本研究旨在探讨奥美拉唑尿代谢率在俄罗斯不同基因型消化性溃疡患者中用于CYP2C19表型分型的适用性。
从莫斯科的四家诊所招募了59例年龄在18 - 91岁(平均年龄53.5±15.1岁)的患者(19名男性和40名女性),这些患者经内镜和组织学证实患有消化性溃疡或既往有内镜和组织学证实的溃疡病史。采集外周静脉血(6 mL)用于DNA提取,并进行实时聚合酶链反应以分析(rs4244285)、(rs4986893)和(rs12248560)多态性。患者的尿液样本在早上6点至9点之间收集,在进食或服药前,且在每日两次(bid)服用奥美拉唑至少3天后。使用高效液相色谱 - 质谱法测量尿液中奥美拉唑和5 - 羟基奥美拉唑的浓度。

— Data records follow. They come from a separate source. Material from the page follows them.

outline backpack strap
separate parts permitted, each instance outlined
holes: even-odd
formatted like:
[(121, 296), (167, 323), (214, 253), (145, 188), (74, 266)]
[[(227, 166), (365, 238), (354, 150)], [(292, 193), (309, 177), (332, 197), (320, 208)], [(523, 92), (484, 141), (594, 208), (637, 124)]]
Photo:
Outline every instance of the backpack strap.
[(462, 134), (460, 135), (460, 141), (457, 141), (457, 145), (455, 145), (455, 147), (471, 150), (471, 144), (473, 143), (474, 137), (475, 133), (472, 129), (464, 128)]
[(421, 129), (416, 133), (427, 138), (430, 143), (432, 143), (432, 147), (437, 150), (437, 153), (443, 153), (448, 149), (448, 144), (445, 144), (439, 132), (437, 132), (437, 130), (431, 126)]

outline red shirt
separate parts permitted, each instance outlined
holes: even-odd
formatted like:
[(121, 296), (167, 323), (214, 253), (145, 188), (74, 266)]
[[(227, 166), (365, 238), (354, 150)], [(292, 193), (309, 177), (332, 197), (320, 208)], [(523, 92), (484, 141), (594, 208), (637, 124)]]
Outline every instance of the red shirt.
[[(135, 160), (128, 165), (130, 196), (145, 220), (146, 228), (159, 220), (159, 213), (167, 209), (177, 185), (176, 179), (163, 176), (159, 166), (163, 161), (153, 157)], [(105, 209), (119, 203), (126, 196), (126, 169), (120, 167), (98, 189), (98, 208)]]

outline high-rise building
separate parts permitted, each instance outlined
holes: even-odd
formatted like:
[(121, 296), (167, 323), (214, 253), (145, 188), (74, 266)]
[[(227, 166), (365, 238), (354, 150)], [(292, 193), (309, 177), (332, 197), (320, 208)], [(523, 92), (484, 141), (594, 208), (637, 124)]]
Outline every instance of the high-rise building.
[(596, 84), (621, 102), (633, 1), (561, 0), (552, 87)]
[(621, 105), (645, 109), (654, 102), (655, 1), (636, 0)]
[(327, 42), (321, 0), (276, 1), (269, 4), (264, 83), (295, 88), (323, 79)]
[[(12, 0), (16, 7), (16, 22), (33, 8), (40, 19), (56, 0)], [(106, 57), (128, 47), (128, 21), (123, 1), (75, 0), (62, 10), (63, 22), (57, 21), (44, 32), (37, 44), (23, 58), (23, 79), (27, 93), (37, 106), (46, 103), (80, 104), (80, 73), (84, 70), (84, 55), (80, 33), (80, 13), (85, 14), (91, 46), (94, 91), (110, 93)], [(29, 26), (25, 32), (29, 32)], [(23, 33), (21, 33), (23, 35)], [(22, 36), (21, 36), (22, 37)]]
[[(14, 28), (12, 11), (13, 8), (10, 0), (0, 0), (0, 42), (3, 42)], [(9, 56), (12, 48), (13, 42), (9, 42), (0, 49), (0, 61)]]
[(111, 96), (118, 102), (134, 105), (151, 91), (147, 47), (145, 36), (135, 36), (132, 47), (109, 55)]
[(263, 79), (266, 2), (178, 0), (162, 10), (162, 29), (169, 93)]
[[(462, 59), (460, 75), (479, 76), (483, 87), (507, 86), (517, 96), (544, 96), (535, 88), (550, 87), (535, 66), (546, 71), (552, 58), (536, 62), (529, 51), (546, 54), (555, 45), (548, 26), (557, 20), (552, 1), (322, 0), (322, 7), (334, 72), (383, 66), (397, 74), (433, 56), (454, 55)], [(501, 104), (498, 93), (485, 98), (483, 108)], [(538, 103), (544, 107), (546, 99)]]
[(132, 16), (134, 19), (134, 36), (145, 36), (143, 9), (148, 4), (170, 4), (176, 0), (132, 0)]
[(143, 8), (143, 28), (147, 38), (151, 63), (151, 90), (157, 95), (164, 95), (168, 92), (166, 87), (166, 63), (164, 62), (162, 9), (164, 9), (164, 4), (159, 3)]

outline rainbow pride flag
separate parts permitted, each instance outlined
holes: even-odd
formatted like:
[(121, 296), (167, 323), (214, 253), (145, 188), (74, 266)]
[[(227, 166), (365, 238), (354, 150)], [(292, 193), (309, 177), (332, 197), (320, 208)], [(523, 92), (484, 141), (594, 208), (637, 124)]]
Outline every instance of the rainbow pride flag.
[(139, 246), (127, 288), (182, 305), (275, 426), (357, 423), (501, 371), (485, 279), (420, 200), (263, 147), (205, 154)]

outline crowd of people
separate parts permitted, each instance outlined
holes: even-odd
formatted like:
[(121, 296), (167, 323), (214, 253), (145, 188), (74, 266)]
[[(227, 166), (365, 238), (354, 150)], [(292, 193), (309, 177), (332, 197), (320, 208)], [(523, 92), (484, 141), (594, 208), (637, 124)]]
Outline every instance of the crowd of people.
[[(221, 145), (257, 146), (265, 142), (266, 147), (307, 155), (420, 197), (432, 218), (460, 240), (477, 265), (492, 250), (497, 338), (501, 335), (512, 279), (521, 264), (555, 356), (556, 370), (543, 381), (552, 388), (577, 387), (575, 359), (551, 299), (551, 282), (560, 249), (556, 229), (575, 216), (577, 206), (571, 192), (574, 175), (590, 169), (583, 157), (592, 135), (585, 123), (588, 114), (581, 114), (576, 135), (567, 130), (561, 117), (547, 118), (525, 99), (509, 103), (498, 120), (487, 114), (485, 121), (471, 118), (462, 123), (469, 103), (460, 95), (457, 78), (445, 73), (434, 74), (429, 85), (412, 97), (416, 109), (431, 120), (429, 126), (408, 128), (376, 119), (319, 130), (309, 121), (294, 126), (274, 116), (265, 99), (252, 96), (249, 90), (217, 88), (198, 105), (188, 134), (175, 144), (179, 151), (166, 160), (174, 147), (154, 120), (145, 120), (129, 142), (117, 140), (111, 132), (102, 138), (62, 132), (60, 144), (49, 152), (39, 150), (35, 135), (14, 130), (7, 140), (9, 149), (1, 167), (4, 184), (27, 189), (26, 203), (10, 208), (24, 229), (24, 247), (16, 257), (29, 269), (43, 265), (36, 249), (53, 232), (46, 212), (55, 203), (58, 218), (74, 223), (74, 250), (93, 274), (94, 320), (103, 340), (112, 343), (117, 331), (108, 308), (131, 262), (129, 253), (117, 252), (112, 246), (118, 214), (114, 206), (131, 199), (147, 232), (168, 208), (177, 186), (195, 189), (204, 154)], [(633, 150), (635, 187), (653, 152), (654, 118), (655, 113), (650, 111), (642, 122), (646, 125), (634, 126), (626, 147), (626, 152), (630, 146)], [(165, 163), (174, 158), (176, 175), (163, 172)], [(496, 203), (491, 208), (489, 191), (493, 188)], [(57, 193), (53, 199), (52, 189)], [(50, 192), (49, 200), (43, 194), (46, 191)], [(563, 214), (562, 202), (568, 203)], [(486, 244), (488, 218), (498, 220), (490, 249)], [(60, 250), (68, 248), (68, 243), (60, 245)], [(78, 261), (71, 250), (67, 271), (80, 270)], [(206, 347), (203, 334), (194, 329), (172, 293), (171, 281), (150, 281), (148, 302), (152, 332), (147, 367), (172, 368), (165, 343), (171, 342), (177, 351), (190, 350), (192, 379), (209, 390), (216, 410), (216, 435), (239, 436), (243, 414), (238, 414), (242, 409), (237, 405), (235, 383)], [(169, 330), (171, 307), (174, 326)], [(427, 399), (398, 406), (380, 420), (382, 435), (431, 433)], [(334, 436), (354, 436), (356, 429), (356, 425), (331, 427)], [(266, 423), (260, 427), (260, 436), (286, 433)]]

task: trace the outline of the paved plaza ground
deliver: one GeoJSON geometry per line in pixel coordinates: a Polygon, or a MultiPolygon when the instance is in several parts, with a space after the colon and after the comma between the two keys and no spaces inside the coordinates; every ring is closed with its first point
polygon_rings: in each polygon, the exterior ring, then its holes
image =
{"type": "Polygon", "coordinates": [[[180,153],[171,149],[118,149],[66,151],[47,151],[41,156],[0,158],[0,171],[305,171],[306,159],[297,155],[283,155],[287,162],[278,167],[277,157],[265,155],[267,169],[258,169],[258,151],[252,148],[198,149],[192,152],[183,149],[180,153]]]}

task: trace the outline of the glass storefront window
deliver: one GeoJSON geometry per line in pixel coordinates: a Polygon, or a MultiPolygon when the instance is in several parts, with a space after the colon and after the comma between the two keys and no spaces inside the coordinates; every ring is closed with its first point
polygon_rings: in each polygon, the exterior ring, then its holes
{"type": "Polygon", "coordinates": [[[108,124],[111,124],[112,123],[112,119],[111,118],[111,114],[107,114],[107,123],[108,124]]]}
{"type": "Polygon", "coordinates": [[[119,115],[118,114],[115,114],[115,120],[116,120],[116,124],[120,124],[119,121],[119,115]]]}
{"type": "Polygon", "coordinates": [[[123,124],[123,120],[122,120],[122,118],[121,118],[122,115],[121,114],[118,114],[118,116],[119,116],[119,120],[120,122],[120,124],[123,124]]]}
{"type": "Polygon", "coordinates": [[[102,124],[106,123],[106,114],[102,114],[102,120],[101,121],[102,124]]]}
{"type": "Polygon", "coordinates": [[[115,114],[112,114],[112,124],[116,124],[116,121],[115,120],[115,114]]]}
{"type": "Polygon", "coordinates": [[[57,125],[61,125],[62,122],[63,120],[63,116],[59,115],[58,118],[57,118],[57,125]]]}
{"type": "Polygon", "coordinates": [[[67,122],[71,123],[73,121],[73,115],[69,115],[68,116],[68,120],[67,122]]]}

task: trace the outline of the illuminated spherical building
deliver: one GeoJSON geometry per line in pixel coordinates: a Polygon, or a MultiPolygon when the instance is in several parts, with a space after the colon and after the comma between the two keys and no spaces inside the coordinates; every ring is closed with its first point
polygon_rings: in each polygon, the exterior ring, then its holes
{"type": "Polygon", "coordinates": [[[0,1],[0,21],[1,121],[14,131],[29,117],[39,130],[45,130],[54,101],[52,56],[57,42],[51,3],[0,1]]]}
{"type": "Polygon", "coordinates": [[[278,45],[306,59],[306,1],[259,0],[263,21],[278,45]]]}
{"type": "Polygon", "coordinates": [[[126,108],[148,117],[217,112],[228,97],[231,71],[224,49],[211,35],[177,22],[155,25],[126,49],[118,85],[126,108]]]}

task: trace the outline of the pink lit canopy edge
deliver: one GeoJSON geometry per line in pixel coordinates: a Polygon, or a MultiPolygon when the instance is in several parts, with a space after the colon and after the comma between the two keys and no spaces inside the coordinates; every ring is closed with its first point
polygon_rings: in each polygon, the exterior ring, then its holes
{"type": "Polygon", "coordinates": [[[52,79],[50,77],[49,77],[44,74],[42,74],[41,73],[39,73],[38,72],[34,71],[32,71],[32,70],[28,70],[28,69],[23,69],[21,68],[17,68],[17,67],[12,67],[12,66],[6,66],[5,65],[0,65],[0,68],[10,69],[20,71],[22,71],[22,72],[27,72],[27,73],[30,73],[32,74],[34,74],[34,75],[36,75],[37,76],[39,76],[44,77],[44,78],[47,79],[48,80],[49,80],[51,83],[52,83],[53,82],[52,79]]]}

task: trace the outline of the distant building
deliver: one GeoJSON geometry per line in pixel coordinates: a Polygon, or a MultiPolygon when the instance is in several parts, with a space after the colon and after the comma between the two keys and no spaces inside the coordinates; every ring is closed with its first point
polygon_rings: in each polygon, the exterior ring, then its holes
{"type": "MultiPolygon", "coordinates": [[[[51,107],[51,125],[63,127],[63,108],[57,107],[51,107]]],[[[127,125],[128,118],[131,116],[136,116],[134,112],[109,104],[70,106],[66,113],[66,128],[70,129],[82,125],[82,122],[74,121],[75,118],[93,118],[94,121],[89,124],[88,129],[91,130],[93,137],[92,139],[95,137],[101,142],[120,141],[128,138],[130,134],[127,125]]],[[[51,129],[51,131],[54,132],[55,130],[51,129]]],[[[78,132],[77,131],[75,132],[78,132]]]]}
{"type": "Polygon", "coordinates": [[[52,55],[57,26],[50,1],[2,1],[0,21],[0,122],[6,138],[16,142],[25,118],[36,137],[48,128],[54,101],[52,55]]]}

59例患者中,有27例(45.8%)为广泛代谢者(EMs;CYP2C19*1/1),16例(27.1%)为超快代谢者(UMs;CYP2C191/17,CYP2C1917/17),14例(23.7%)为中间代谢者(IMs;CYP2C191/2,CYP2C192/17,CYP2C193/17),2例(3.4%)为慢代谢者(PMs;CYP2C192/*2)。EMs的中位代谢率(25% - 75%百分位数)为1.03(0.69 - 1.36),UMs为1.95(1.33 - 2.68),IMs + PMs为1.40(0.78 - 2.13),整个样本为1.26(0.82 - 1.99)。在UMs和EMs之间发现代谢率存在统计学显著差异(Mann - Whitney检验,P = 0.001),在多重比较的Kruskal - Wallis检验中也存在差异(P = 0.005)。
我们发现俄罗斯消化性溃疡患者中特定的CYP2C19基因型与奥美拉唑尿代谢率之间存在关联。该方法需要改进,因为在我们的改进中它主要适用于UMs,并且不能根据奥美拉唑生物转化活性区分所有患者。